087 たのきんトリオが好きだった子も、明菜ちゃんが好きだった子も、かつて自分が興奮したおもちゃやくじ引きを うんざりしたような顔で、でも「おんなじもん・欲しがるなぁ。」なんて思いながら、わが子や甥っ子姪っ子に買い与えていたりして。

 私の子供たちも、姪っ子も、「お祭りの晩はおじいちゃんと夜店に行って、おもちゃを買ってもらう!」・と思い込んでいて、早くから日が暮れるのを心待ちにしています。

 どう考えても、我が息子が一番お金のかかるおもちゃを選んでしまうんだけど、よ~~く見直してみると、女の子連中の方が「あとあと細かい出費」を 爺にさせているのですcoldsweats01

 そこそこのおもちゃのほかに、「金魚すくい」だの「ベビーカステラ」だの、「射的の景品のおねだり」だの…sweat02

 女の方がやっぱ・よくばり?

 

 先日、ゼニガメが一匹 身罷りました。

お店のおじさんも「こいつはちょっと元気がないかもよ。

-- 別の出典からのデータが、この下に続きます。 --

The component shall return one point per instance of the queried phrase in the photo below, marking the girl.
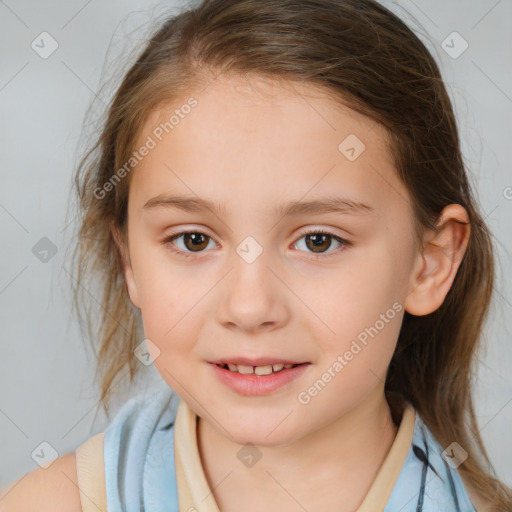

」と心配されていた、大人しいカメでした。

 

 翌日、カメのお墓をみたら、何だか様子が違う。「…?」と思いつつ、さらに翌日。

末っ子ボンさんが、水路にしゃがみ込んで 何やら洗っているのです。

「…もっちゃん?」と声をかけると、さっと握った手を後ろにまわして 逃げようとします。

 小さいお手々からはみ出しているのは、…カメのしっぽ…(ゼニガメは しっぽが長いのです。)sweat02

「…もっちゃん、なんにも もってないよ。」という彼に、

「あのね、カメは死んじゃったから、お水につけても生き返らないの。お花と違うのよ。」と言いました。

「…おみずにはいったら、また うごくでしょ?」。

「ううん。ごめんね。カメは もう なんなんさんとこ行ったから、それは空っぽなの。よく見てごらん。もう おめめがなくなって へこんでるでしょ?カメは死んだのよ。」。

 息子は カメの目を見て、一瞬 驚いた顔をしました。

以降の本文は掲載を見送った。